Cryptography in blockchain means using special math techniques to keep data safe, secure, and private. It helps protect users, hide sensitive information, and make sure that no one can change the data once it’s added to the blockchain.

Why Cryptography is Important:

• It keeps user identities private.
• It secures all transactions so no one can cheat.
• It ensures that data once stored cannot be changed.

Types of Cryptography Used:

1. Hashing: Converts any data into a fixed-length code. It’s like a fingerprint of the data.
   Example: The word "block" becomes "3a1d4f..." (a hash). If you change even one letter, the hash changes completely.
2. Public & Private Keys: Every user has two keys:
   • Public Key: Like your email address (others can send you messages).
   • Private Key: Like your email password (you use it to read/send messages).
3. Digital Signature: It is like signing a document to prove that you agree with it. In blockchain, it proves a transaction is done by the right person.

Real-Life Example:

Suppose Riya wants to send 1 Bitcoin to Rahul. She uses her private key to sign the transaction. The network uses her public key to verify it's really from her. The data is hashed and added to the blockchain, and no one can change it later.

Conclusion:

Without cryptography, blockchain would not be secure. It is the core technology that builds trust in a decentralized system.

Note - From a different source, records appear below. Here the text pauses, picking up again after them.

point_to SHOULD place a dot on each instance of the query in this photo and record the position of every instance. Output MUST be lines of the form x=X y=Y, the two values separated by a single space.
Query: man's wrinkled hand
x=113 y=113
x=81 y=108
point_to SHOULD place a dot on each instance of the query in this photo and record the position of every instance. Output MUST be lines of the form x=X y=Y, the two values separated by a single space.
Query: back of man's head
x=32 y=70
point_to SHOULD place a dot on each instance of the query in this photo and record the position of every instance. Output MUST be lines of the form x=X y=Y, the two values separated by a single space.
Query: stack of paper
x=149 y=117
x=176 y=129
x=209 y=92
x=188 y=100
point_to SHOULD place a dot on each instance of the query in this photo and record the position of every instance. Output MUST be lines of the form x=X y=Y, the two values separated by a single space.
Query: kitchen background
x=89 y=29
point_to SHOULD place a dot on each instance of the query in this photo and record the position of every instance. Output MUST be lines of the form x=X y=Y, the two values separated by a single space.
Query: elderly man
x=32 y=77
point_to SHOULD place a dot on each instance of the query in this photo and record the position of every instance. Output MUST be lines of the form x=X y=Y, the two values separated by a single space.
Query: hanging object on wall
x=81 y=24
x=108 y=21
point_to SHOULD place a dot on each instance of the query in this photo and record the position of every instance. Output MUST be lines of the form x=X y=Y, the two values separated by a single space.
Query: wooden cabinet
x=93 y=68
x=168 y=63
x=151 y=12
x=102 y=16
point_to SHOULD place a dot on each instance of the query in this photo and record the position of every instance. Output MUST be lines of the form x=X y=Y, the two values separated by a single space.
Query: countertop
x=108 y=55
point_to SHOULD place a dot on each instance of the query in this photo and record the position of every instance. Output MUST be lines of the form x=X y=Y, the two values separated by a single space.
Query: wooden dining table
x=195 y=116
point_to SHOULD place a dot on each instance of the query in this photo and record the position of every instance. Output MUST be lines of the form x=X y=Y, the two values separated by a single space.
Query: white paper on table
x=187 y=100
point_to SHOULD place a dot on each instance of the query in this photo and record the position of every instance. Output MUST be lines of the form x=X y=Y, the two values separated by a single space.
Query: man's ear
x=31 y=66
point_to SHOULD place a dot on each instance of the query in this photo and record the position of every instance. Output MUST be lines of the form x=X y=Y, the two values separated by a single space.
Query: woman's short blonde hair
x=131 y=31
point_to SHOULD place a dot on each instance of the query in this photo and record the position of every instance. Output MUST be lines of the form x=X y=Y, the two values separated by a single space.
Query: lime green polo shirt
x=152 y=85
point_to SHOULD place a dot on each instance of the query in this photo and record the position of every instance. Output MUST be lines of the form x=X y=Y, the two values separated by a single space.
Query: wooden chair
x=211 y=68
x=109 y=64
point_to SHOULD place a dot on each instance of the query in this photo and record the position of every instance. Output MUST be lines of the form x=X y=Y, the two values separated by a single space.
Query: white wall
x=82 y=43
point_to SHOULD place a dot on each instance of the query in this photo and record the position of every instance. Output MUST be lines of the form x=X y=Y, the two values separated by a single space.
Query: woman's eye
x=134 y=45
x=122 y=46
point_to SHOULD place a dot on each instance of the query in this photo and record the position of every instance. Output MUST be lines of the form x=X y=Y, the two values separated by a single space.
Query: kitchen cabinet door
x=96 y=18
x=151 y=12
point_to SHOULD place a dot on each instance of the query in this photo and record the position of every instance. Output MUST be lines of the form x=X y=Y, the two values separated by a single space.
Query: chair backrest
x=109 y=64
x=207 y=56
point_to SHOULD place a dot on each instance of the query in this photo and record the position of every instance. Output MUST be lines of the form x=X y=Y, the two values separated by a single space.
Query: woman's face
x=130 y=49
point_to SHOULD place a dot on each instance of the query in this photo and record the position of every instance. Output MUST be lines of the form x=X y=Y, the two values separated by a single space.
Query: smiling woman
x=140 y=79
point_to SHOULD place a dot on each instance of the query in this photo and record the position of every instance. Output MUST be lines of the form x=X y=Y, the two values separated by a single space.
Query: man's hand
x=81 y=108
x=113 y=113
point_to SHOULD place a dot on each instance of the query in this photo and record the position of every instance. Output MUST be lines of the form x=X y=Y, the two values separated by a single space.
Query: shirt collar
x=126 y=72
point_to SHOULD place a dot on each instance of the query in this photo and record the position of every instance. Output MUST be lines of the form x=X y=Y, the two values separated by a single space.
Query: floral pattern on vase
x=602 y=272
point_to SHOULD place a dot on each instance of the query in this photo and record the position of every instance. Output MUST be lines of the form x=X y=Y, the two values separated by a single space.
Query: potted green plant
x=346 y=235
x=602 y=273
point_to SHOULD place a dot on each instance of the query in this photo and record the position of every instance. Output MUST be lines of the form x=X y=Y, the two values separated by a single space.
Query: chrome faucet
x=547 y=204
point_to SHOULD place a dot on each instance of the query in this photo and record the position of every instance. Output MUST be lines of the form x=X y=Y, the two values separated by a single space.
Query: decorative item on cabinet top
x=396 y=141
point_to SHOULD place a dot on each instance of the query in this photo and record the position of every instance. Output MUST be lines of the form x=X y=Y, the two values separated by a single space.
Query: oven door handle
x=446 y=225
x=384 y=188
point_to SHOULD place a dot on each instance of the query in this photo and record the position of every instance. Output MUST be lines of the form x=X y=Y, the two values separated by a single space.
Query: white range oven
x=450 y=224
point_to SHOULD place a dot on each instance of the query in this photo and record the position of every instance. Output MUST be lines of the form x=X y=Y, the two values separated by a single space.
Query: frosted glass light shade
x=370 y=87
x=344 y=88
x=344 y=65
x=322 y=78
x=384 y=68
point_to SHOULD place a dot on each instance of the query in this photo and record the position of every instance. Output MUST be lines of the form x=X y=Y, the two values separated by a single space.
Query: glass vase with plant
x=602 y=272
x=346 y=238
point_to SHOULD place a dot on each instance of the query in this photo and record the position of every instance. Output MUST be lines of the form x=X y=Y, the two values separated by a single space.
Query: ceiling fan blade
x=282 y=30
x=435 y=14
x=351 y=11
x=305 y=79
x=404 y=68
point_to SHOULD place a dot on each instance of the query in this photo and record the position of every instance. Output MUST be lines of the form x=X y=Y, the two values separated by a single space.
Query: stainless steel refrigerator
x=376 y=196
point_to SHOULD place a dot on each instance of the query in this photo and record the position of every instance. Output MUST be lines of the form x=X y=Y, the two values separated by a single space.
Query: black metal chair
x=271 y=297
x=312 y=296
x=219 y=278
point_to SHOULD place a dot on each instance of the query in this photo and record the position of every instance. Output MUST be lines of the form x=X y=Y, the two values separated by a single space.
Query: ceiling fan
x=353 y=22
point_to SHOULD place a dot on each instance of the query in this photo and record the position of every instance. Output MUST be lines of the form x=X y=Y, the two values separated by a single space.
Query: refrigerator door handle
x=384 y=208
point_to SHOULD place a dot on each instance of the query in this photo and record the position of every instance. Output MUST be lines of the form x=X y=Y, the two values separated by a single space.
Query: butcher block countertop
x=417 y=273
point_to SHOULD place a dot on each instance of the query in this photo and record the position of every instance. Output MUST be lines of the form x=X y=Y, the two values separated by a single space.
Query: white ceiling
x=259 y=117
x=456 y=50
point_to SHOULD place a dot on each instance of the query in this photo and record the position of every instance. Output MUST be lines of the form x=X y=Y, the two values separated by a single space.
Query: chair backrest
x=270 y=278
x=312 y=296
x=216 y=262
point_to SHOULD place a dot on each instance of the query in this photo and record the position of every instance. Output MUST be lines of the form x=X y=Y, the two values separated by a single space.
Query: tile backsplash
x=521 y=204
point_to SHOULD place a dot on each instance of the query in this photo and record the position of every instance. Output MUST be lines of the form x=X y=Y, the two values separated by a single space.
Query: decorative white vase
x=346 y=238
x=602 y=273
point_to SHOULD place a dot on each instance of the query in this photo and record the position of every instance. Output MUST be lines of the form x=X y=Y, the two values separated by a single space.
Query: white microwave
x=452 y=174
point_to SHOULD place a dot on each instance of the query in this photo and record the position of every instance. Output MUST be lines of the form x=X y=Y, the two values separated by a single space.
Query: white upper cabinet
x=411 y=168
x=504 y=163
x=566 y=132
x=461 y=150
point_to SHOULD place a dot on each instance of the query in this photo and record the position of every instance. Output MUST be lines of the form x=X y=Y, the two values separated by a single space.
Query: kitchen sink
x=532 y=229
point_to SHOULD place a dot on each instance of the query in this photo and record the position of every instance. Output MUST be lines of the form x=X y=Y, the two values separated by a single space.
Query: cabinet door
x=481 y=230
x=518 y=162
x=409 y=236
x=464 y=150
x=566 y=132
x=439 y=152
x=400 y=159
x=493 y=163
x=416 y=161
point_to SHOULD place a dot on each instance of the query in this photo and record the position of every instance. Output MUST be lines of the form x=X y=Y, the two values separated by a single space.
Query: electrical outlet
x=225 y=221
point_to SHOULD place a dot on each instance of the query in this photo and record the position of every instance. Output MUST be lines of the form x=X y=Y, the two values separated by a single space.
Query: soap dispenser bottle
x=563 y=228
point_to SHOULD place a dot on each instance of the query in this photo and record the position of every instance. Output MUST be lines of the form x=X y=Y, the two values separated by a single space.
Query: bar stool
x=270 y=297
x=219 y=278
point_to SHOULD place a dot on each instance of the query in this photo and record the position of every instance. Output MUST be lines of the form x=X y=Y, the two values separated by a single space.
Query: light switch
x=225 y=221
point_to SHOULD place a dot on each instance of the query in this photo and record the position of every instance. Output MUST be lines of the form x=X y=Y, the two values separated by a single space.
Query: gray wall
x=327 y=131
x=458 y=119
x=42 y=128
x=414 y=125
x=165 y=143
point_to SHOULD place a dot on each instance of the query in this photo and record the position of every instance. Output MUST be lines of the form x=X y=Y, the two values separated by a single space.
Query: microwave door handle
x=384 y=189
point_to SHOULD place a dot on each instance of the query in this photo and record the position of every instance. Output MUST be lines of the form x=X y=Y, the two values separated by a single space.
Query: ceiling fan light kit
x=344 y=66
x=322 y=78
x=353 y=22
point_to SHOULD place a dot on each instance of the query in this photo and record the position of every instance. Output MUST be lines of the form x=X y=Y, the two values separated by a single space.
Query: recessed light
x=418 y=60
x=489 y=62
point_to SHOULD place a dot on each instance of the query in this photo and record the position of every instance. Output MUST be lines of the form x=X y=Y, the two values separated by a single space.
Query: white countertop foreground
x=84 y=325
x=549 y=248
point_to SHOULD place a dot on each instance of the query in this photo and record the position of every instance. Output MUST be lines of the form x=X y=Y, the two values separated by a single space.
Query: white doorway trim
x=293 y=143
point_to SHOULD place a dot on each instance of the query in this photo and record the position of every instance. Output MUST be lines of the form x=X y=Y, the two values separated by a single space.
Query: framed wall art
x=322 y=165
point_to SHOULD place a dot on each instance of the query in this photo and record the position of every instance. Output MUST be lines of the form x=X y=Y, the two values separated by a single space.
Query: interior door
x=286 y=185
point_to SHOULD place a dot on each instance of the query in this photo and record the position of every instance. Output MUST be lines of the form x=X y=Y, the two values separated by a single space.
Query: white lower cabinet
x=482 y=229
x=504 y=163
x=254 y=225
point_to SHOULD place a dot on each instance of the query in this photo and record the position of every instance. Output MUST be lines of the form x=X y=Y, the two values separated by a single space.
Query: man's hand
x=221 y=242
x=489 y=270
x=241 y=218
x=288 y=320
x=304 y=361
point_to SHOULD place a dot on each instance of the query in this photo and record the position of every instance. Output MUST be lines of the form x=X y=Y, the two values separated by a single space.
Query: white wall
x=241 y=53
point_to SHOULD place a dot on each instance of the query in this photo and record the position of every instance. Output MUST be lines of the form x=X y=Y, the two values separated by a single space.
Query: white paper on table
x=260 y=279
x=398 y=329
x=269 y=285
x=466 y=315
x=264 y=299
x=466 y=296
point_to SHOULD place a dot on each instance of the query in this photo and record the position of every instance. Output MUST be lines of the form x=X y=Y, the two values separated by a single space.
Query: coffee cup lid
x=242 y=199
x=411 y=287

3.2 Public & Private Key Pairs

Public and private key pairs are a core part of blockchain and cryptography. They help keep information secure and allow users to send or receive data safely.

What Are Key Pairs?

• Public Key: Like your bank account number. You can share it with others so they can send you money or messages.
• Private Key: Like your ATM PIN. You must keep it secret. It proves that you are the real owner of the account.

How Do They Work Together?

These keys work in pairs. What one key locks, the other can unlock.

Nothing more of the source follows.